Likewise, the aqueous extract of B. pilosa seems to have a protective effect on the liver. In effect, histological analysis of the liver also did not show any noticeable modification of the architecture of the liver of treated rats as compared to the controls. Treatment with aqueous extract of B. pilosa extract revealed significant decreases in the levels of ALT (at 100 mg/kg in males, 100 and 500 mg/kg in females), when compared with the control. The level of AST decreased significantly when animals (males) were treated with 100 mg/kg of B. pilosa; proving that only lowest doses of extract caused a significant effect on the liver. The two most important transaminases are aspartate amino transferase (AST) and alanine amino transferase (ALT). They are present in high concentrations in liver and muscles. An increase of ALT level is a strong indicator of liver disease (Hartwell and Schwartz, 2009). These results reinforce the idea that, B. pilosa might have hepatoprotective activity. Such activity of the plant was actually demonstrated by other researchers (Suzigan et al., 2009; Li-Ping et al., 2008; Chin et al., 1996), meanwhile, they opposed to the findings of Ezeonwumelu et al. (2011). But according to the latter, there is a likelihood that, reversible damages might be caused by short term administration of B. nitens aqueous extract.

Lipid profiles were also evaluated during this study. Prevention of coronary diseases requires low triglycerides, LDL- cholesterol, associated with high HDL-cholesterol (Cerisier et al., 2004). As compared to the controls, it was found that, 28-day treatment of rats with the extract induced significant increase of HDL-cholesterol. At the dose of 100 and 1000 (in males) and 500 and 1000 mg/kg (in females), significant increases were recorded. These results are similar to those of Adewole and Ojewole (2008) who reported on the protective effect of Annona muricata on the lipid profile and the oxidative stress of hepatocytes in streptozotocine diabetic rats.

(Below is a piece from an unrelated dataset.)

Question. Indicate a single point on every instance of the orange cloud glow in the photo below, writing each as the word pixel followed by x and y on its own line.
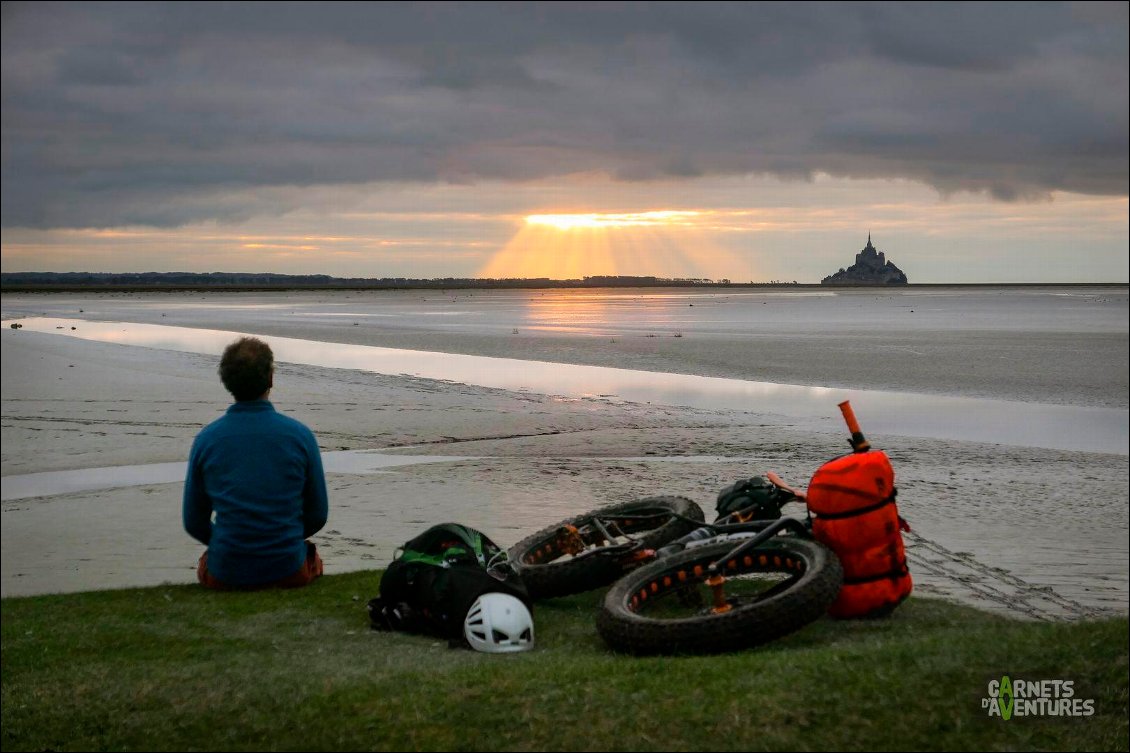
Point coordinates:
pixel 663 243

Males displayed significant increases of their RDW_cv in test groups as compared to control, but their mean corpuscular volume remained similar with control. Processes which are known to cause elevation of the RDW in the face of normocytic or microcytic indices include iron deficiency, red blood cell fragmentation, certain hemoglobinopathies, myelofibrosis and sidero-blasticanemia; of which the most frequent is iron deficiency (Morgan and Peck, 1988). Elevated RDW aids differentiating between uncomplicated iron deficiency anemia (elevated RDW, normal to low MCV). Elevated RDW and normal MCV can be associated with any of the following conditions: 1)-Early iron, vitamin B12, or folate deficiency; 2)-Dimorphic anemia (for example, iron and folate deficiency); 3)-Sickle cell disease; 4)-Chronic liver disease or 5)-Myelodysplastic syndrome (Mates, 2004).

A significant decrease of white blood cells (WBC) was observed exclusively in females. WBC is naturally involved in the defence mechanisms of the body. Therefore, females could be considered more vulnerable to the plant extract, with regards to their immune capacity.


 CONCLUSION

It can be concluded from this study that, the aqueous extract of the leaves of B. pilosa has a relatively good margin of safety in both sexes, but haematological indices like RDW or WBC were differently affected in males and females. It will be worth carrying out, an important study on this plant to determine its long term effect in animals.


 CONFLICT OF INTERESTS

The authors have not declared any conflict of interests.


 ACKNOWLEDGEMENT

The authors acknowledges Dr. Christophe Mezui, lecturer in the High Teacher Training School of Younde, University of Yaounde I, Cameroon, for his constant assistance during the laboratory work.